In 1761, Rolle was offered the living of Sarsden in Oxfordshire, wherein he would exchange the rectory of Berwick Saint John for another New College benefice with which it would be tenable. The suggestion came to nothing and Rolle remained at Berwick, retaining his faculties until the end of his long life. Until his wife's death, in 1788, when his curates began assisting him, Rolle had for thirty years discharged all the duties of the parish without a prolonged holiday. A manuscript volume in the care of a future rector exhibits Rolle as a devoted clergyman, noting customs of the place, his services to the church, and his role in educating the village children.

==Personal life==
On 22 September 1755 at the age of 52, Rolle married Elizabeth Eyre in Wootton Saint Lawrence. She died on 21 November 1788 at the age of 68, and was buried at Berwick Saint John on 28 November. Rolle himself died on 30 June 1791 at the age of 88, and was buried there on 7 July. A large lias tombstone near the north door of the church records their names. Rolle erected a cenotaph for his wife and himself on the east wall of the south choir-aisle in 1789. The bells of the church were recast by him in 1767, and a new parsonage house for the benefice was built after his death, partly with money from his estate.

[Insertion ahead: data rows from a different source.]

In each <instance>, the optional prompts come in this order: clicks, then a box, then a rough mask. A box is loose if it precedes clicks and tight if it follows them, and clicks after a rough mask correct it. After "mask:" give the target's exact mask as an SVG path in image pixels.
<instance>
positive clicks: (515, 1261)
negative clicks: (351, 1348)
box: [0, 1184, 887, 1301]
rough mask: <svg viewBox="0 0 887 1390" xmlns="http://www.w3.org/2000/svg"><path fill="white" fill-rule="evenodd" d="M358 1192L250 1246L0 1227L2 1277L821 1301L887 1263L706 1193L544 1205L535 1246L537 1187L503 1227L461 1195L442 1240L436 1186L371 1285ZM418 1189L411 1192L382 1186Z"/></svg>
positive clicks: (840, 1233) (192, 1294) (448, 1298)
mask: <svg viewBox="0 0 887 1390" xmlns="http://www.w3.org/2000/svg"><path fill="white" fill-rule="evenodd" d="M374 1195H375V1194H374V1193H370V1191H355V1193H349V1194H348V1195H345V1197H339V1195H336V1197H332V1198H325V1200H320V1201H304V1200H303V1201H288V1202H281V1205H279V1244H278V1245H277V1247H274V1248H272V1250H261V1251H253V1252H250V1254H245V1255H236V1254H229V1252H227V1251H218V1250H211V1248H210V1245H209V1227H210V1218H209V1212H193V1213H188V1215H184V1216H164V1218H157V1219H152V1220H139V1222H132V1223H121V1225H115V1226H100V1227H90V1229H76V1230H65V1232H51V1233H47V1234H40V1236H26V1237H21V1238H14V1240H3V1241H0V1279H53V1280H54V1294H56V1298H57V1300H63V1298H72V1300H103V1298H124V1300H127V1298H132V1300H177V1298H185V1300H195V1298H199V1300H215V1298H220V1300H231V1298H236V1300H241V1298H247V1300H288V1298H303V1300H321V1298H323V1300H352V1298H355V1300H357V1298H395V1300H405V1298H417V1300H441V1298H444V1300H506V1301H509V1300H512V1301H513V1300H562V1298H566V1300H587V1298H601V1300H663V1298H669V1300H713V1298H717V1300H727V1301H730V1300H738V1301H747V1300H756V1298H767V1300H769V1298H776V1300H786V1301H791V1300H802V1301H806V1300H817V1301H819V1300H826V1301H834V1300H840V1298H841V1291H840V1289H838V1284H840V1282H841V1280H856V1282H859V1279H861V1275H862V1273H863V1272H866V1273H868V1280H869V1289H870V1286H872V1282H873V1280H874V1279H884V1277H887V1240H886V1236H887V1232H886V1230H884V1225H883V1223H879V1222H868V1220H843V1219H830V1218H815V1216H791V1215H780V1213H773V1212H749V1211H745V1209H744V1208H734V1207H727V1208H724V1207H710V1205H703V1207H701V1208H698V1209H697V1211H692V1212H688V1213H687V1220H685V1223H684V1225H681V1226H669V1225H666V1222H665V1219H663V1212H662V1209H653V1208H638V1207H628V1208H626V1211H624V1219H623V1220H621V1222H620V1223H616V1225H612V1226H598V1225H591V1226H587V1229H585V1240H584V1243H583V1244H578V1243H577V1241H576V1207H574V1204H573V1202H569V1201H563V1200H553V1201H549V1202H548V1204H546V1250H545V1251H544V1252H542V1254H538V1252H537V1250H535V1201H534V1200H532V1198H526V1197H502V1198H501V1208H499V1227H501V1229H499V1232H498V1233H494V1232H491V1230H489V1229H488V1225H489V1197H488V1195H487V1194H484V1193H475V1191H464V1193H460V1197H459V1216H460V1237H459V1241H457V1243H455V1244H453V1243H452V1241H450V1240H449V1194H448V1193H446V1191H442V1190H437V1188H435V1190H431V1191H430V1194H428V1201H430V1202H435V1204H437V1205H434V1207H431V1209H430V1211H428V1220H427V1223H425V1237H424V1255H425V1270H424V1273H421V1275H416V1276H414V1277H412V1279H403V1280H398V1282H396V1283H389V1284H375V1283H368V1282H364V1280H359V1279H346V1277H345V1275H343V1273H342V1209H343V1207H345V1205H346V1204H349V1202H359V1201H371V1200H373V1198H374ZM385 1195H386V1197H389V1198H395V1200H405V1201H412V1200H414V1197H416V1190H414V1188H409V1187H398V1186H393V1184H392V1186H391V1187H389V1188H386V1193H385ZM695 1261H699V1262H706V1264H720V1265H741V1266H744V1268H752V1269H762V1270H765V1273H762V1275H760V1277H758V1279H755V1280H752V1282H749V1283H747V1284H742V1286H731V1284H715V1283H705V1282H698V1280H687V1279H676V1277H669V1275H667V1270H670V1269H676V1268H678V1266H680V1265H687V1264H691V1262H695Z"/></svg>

Rolle was one of the three executors to Joseph Spence's will in 1768.

==Works==
- The Duty of Employing one's Self. An EPISTLE.
- LIFE burthensome, because we know not how to use it. An EPISTLE.
- On SCRIBLING against GENIUS. An EPISTLE.
- The POWER of POETRY.
- To a Young Lady with FONTENELLE'S Plurality of Worlds.

Of the seven poems under Joseph Spence's name which are reprinted from the Oxford University sets of verses in Nichols's collection of poetry, the second pair were by Rolle.